Image credit: Kaunas University of Technology

Based on the data made available by the US government, atrial fibrillation is the most universal type of heart arrhythmia. Approximately 9% of people who are 65 years or older have atrial fibrillation; it is estimated that because of the quickly aging society, the frequency of the disease in the global population will grow three-fold in the following 30 years.

When arrhythmia starts to develop, the episodes are typically short and self-terminating thus may stay undetected. If untreated, atrial fibrillation can add to the development of critical complications, such as brain stroke.

Atrial fibrillation can often develop after heart attack, thus these patients need certain medical care and attention to prevent from serious health complications. However, after leaving the hospital their health check-ups are only episodic. Non-invasive, compact wearable devices, which are providing continuous monitoring is an attractive solution for monitoring the health status of such high-risk groups.

Vaidotas Marozas, Director, Biomedical Engineering Institute (BEI), KTU.

Researchers from KTU BEI, led by Dr Marozas are building a multisensory system, i.e. the wrist-worn device for atrial fibrillation monitoring. Two kinds of modalities are being used in the device—photoplethysmographic (PPG) for nonstop monitoring and electrocardiographic (ECG) for the attainment of a control signal. When PPG sensor records the heart activity similar to atrial fibrillation, the device pulsates mildly, asking the patient to touch the device with the other hand so as to register a short ECG signal.

The quality of vital signals obtained in real life is worse than those documented under clinical settings. Thus, nonstop monitoring—or the remote observation of patients—is only made viable through superior-quality data. According to Dr Marozas, one of the key difficulties in the creation of the wearable monitoring units is modern signal processing solutions which would isolate beneficial information from the “noise” i.e. motion artefacts and other types of arrhythmia. The biomedical engineers of KTU are working along with the international team of physicians and health researchers from Kaunas University of Health Sciences, Vilnius University, Lund University, and industrial designers from Vilnius Academy of Arts.

We are focusing on developing technologies, which are needed for the public and contemporary medicine. For example, due to the prevalence of this condition, every person older than 65 should be checked for atrial fibrillation. However, relying on the short-term clinical ECG, the arrhythmia can be detected only if the condition is chronic. What if the episodes are occurring only occasionally? Then our technology is very useful.

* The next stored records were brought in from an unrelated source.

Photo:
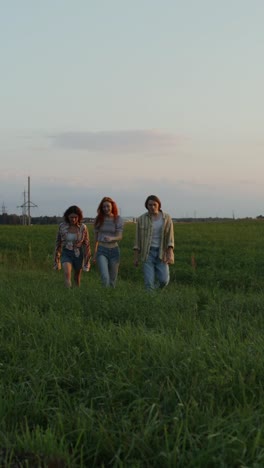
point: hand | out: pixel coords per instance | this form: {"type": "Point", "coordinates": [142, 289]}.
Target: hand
{"type": "Point", "coordinates": [107, 239]}
{"type": "Point", "coordinates": [169, 256]}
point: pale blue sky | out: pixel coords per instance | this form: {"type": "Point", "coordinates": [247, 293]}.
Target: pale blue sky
{"type": "Point", "coordinates": [127, 99]}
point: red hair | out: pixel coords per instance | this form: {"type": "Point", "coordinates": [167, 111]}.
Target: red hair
{"type": "Point", "coordinates": [100, 213]}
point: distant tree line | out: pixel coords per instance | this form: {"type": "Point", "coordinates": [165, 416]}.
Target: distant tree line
{"type": "Point", "coordinates": [16, 219]}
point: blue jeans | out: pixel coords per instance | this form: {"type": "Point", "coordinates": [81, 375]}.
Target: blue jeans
{"type": "Point", "coordinates": [108, 260]}
{"type": "Point", "coordinates": [69, 256]}
{"type": "Point", "coordinates": [154, 268]}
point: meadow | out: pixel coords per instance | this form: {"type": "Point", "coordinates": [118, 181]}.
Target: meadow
{"type": "Point", "coordinates": [91, 377]}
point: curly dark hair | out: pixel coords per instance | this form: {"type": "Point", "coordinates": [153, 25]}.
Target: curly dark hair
{"type": "Point", "coordinates": [73, 209]}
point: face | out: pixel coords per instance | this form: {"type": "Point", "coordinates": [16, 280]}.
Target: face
{"type": "Point", "coordinates": [107, 208]}
{"type": "Point", "coordinates": [153, 207]}
{"type": "Point", "coordinates": [73, 218]}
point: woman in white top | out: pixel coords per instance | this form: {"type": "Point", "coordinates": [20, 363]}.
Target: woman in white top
{"type": "Point", "coordinates": [108, 230]}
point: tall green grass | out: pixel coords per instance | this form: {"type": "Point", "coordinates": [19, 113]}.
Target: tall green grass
{"type": "Point", "coordinates": [94, 377]}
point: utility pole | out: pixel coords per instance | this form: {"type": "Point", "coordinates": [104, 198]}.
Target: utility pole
{"type": "Point", "coordinates": [4, 211]}
{"type": "Point", "coordinates": [26, 206]}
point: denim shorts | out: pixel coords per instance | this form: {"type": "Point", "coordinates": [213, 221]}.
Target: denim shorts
{"type": "Point", "coordinates": [112, 254]}
{"type": "Point", "coordinates": [68, 256]}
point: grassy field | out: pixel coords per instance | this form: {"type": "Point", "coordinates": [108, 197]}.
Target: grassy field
{"type": "Point", "coordinates": [123, 378]}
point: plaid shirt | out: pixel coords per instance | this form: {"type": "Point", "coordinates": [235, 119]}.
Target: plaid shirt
{"type": "Point", "coordinates": [144, 230]}
{"type": "Point", "coordinates": [83, 241]}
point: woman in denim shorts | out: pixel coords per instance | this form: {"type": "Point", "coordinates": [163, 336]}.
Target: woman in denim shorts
{"type": "Point", "coordinates": [72, 249]}
{"type": "Point", "coordinates": [108, 230]}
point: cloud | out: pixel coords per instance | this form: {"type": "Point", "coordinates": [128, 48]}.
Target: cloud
{"type": "Point", "coordinates": [117, 141]}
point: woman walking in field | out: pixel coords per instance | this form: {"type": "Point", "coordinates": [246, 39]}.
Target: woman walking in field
{"type": "Point", "coordinates": [154, 244]}
{"type": "Point", "coordinates": [72, 248]}
{"type": "Point", "coordinates": [108, 230]}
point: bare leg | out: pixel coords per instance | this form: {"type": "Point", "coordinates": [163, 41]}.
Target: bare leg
{"type": "Point", "coordinates": [67, 268]}
{"type": "Point", "coordinates": [77, 277]}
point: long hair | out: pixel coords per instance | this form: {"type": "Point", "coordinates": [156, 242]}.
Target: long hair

Vaidotas Marozas, Director, Biomedical Engineering Institute (BEI), KTU.

He assures that regardless of complicated technology and advanced algorithms the smart wrist-worn device is very user-friendly. It is targeted at seniors—people, who are particularly self-conscious when using smart devices and technologies.

Now, the team is involved in incorporating more functions to the technology, such as executing the algorithm of tracking the heart’s response to physical load. Slow heart’s adaptation to physical load is associated with increased mortality rate and danger of cardiovascular disease, thus tracking of this parameter could be advantageous for all age groups.

The patent application for the smart wrist-worn device has been sent to the Lithuanian State Patent Bureau at the end of 2018. The KTU BEI researchers are getting international applications ready for two other inventions.

KTU Biomedical Engineering Institute is focusing on the progress of non-standard electronic systems for tracking human health parameters; typically for research purposes. Along with local and global partners, the KTU scientists have executed a number of groundbreaking solutions under the concept of “wearable health”, such as a multisensory system for hemodialysis, smart T-shirt, and monitoring system for divers, used in military training.

This research was supported in part by the Research Council of Lithuania (project AFterStroke, Agreement No. S-MIP-17/81).